Contemplant le monde orthodoxe après le schisme, force est de constater les réalités de la division juridictionnelle, de l’inclination à la politisation de la vie ecclésiale et de la permanence d’un sentiment national parfois excessif dans certaines communautés. À titre d’exemple, évoquons la rupture de la communion eucharistique survenue en 2018 entre le Patriarcat de Moscou et le Patriarche œcuménique autour d’une querelle juridictionnelle relative à l’Église orthodoxe en Ukraine.
On pourrait être tenté d’avancer que cette situation, qui n’est pas nouvelle, est en quelque sorte liée à une conception si collégiale et décentralisée de l’Église qu’elle peut, dans certains cas, perdre de vue le caractère véritablement universel de la communauté des croyants. Interpréter le tournant synodal comme une rupture comporte ainsi potentiellement un risque de fragmentation.
Un synode qui soutient le ministère pétrinien
Si la suprématie pontificale a pu donner lieu à des abus dans l’Église, elle a été l’instrument et le véhicule de son unité sur le plan institutionnel, mais aussi le moteur d’un développement doctrinal organique et continu par lequel, soutenue dans l’être par l’Esprit, elle poursuit sa route en rejetant ce qui est superficiel et en maintenant ce qui est essentiel.
Ainsi, par la grâce de Dieu, l’Église catholique demeure dans son unité adroitement attachée aux vérités morales et spirituelles élémentaires, ailleurs parfois mises de côté. De même, la doctrine y connaît un déploiement naturel, semblable à celui d’un arbre dont la croissance se poursuit sans discontinuité ni contradiction. Comprendre le tournant synodal comme une altération de l’autorité du Pape – et par ailleurs du Concile – comporte ainsi les risques de la perte des repères et de l’enfermement.

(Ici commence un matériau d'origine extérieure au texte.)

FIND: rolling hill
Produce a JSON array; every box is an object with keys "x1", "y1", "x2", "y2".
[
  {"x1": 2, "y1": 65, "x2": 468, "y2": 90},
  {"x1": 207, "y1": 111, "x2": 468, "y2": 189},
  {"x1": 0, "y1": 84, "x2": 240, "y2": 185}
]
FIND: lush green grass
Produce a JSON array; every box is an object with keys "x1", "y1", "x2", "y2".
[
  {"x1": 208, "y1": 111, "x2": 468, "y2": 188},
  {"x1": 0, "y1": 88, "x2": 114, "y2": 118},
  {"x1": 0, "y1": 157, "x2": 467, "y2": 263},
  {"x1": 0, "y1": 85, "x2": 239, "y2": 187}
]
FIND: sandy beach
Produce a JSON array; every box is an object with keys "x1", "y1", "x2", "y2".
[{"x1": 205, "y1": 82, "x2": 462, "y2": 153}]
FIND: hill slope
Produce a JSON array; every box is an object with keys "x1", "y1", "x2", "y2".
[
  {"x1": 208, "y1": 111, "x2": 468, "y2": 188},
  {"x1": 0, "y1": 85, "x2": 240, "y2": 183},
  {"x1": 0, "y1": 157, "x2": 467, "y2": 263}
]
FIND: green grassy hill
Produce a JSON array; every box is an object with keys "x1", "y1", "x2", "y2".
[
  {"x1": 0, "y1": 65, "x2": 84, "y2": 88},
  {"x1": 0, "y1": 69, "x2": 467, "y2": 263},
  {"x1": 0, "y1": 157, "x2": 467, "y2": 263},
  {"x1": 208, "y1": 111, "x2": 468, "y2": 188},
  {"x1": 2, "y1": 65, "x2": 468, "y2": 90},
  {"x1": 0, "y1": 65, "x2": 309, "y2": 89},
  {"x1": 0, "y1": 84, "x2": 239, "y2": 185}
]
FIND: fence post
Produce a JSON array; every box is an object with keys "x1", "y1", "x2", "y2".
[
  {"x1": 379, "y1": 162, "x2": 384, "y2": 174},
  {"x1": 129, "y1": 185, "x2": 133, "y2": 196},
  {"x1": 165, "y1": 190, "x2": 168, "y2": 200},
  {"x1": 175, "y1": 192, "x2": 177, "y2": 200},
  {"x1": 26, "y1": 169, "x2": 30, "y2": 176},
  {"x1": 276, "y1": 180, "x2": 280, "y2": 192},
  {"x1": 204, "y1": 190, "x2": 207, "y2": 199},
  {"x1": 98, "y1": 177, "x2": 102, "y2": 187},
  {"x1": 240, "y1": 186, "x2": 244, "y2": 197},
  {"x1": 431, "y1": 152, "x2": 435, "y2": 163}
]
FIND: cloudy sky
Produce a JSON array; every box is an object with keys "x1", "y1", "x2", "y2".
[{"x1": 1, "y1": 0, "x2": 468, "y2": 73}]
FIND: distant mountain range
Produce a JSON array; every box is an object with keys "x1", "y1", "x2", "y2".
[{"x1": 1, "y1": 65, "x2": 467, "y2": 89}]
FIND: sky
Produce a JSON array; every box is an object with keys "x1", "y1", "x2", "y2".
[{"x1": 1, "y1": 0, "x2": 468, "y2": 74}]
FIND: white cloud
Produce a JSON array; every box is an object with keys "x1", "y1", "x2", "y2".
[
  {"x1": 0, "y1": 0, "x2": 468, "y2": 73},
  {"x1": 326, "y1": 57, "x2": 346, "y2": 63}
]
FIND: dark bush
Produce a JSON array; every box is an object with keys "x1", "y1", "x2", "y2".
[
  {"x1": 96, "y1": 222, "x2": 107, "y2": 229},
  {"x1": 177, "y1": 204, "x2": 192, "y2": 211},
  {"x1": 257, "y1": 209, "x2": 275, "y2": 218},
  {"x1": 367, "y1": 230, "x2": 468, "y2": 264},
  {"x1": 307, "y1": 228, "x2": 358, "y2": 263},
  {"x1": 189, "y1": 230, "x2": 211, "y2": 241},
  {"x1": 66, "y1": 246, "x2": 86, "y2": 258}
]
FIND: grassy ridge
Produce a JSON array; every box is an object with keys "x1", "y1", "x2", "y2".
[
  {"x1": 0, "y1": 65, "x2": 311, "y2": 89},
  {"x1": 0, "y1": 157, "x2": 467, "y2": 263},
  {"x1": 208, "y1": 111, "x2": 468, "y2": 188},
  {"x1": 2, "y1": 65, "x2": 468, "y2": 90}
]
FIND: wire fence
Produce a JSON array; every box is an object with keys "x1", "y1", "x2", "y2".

Nous sommes appelés, comme catholiques, à entrer dans cette démarche avec confiance, ainsi qu’à participer – chacun selon son état de vie, chacun selon ses charismes particuliers – au discernement du Christ pour son Épouse, l’Église. Ainsi, nous pourrons accueillir la grâce de cette occasion de participer d’une manière différente à la vie de l’Église et, dans la mesure du possible, à la réconciliation de tout le Corps du Christ. En temps voulus, nous pourrons chercher à comprendre les conclusions de cette démarche à la lumière de l’ensemble de la Révélation et de la Tradition chrétienne.